Mississippi is not the only state to require that dieticians be licensed, and this is not the first time a state has gone to extreme lengths to enforce its mandatory permission slip regime. In 2017, Florida Department of Health officials ran a sting operation to catch Heather Kokesch Del Castillo giving out unlicensed diet advice online. She, too, was threatened with jail time. A judge rejected a subsequent challenge to the state's dietician licensing laws brought on Del Castillo's behalf by the Institute for Justice, a libertarian law firm.
"Laws that restrict who can give dietary advice clearly implicate the First Amendment," says Paul Sherman, a senior attorney with the Institute for Justice. "If the government wants those laws on the books, it bears the burden of justifying them."
States get away with regulating all sorts of economic activity via occupational licensing laws, in part because of the so-called "professional speech doctrine," a legal practice in which courts have held that governments may limit or compel speech under the guise of regulating business activity. But the U.S. Supreme Court knocked down the professional speech doctrine in a 2018 ruling that overturned a California law requiring pregnancy centers to tell women where they could get an abortion.

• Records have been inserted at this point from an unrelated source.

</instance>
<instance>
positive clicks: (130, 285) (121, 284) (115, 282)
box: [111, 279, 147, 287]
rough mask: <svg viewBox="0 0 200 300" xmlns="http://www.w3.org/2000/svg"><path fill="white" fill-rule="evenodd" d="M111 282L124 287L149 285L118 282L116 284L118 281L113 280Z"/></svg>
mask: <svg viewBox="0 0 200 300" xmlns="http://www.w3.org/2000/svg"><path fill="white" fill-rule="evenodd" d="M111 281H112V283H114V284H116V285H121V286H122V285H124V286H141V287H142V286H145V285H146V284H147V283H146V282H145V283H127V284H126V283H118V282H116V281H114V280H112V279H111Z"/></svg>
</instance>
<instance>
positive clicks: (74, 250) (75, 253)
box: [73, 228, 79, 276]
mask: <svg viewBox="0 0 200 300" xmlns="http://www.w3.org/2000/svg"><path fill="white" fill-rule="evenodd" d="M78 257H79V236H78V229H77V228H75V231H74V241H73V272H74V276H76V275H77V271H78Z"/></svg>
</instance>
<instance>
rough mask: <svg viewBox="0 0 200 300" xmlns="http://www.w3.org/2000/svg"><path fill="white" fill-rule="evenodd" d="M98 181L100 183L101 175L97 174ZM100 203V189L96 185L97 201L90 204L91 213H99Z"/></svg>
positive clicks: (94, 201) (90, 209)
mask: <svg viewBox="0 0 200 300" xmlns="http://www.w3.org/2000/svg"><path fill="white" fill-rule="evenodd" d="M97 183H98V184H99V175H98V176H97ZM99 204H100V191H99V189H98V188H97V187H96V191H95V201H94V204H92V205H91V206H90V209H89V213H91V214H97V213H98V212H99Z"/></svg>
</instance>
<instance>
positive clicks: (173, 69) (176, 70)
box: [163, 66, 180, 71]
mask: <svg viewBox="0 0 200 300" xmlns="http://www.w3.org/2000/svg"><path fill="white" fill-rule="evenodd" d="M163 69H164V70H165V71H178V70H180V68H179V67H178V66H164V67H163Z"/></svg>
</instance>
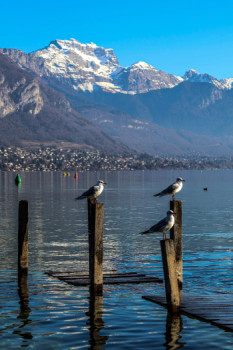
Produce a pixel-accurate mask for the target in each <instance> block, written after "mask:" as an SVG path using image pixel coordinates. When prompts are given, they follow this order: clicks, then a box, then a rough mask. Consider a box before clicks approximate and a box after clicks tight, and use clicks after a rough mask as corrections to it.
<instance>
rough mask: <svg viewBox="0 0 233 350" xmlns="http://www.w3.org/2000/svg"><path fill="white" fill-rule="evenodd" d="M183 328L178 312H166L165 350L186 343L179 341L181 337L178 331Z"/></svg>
mask: <svg viewBox="0 0 233 350" xmlns="http://www.w3.org/2000/svg"><path fill="white" fill-rule="evenodd" d="M182 330H183V320H182V317H181V314H180V313H179V312H177V313H172V312H170V311H168V312H167V321H166V333H165V340H166V342H165V344H164V346H165V348H166V349H167V350H175V349H179V348H182V347H184V345H185V344H186V343H184V342H180V341H179V340H180V339H181V338H182V335H181V334H180V332H181V331H182Z"/></svg>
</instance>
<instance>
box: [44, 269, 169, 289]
mask: <svg viewBox="0 0 233 350" xmlns="http://www.w3.org/2000/svg"><path fill="white" fill-rule="evenodd" d="M46 274H48V275H49V276H52V277H55V278H58V279H59V280H61V281H64V282H66V283H69V284H73V285H75V286H87V285H89V284H90V278H89V275H88V274H87V273H80V274H79V273H78V272H77V271H76V272H75V273H73V272H61V271H60V272H54V271H46ZM103 281H104V284H126V283H163V280H162V279H160V278H156V277H153V276H146V275H145V274H144V273H137V272H119V273H112V272H110V273H104V275H103Z"/></svg>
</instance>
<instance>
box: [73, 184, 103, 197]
mask: <svg viewBox="0 0 233 350" xmlns="http://www.w3.org/2000/svg"><path fill="white" fill-rule="evenodd" d="M104 184H105V185H107V183H106V182H104V181H103V180H98V181H97V183H96V185H94V186H92V187H90V188H89V190H87V191H85V192H83V194H82V195H81V196H79V197H77V198H75V200H80V199H85V198H87V199H88V198H89V199H92V198H96V197H98V196H99V195H100V194H101V193H102V192H103V190H104Z"/></svg>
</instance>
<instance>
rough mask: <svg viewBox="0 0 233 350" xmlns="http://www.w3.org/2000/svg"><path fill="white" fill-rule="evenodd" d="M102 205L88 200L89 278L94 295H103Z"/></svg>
mask: <svg viewBox="0 0 233 350" xmlns="http://www.w3.org/2000/svg"><path fill="white" fill-rule="evenodd" d="M103 226H104V204H103V203H98V202H97V199H91V200H90V199H88V233H89V278H90V287H91V289H92V291H94V292H95V293H96V295H102V293H103Z"/></svg>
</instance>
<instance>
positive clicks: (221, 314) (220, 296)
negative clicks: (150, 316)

Sherman says that the 2018 ruling—National Institute of Family and Life Advocates v. Becerra—was a "game-changer" that has caused lower courts to begin to grapple with how occupational licensing laws may run afoul of the First Amendment too. He predicts there will be more litigation in that space.
Rice notes that Mississippi has a reputation for being one of the most obese states in the nation, as well as one of America's highest incarceration rates—two things that won't be improved by treating unlicensed dieticians like serious criminals.
"Telling healthy adults what they should eat or buy at the grocery store is a freedom we all have as Americans," he says, "whether we are paid for that speech or not."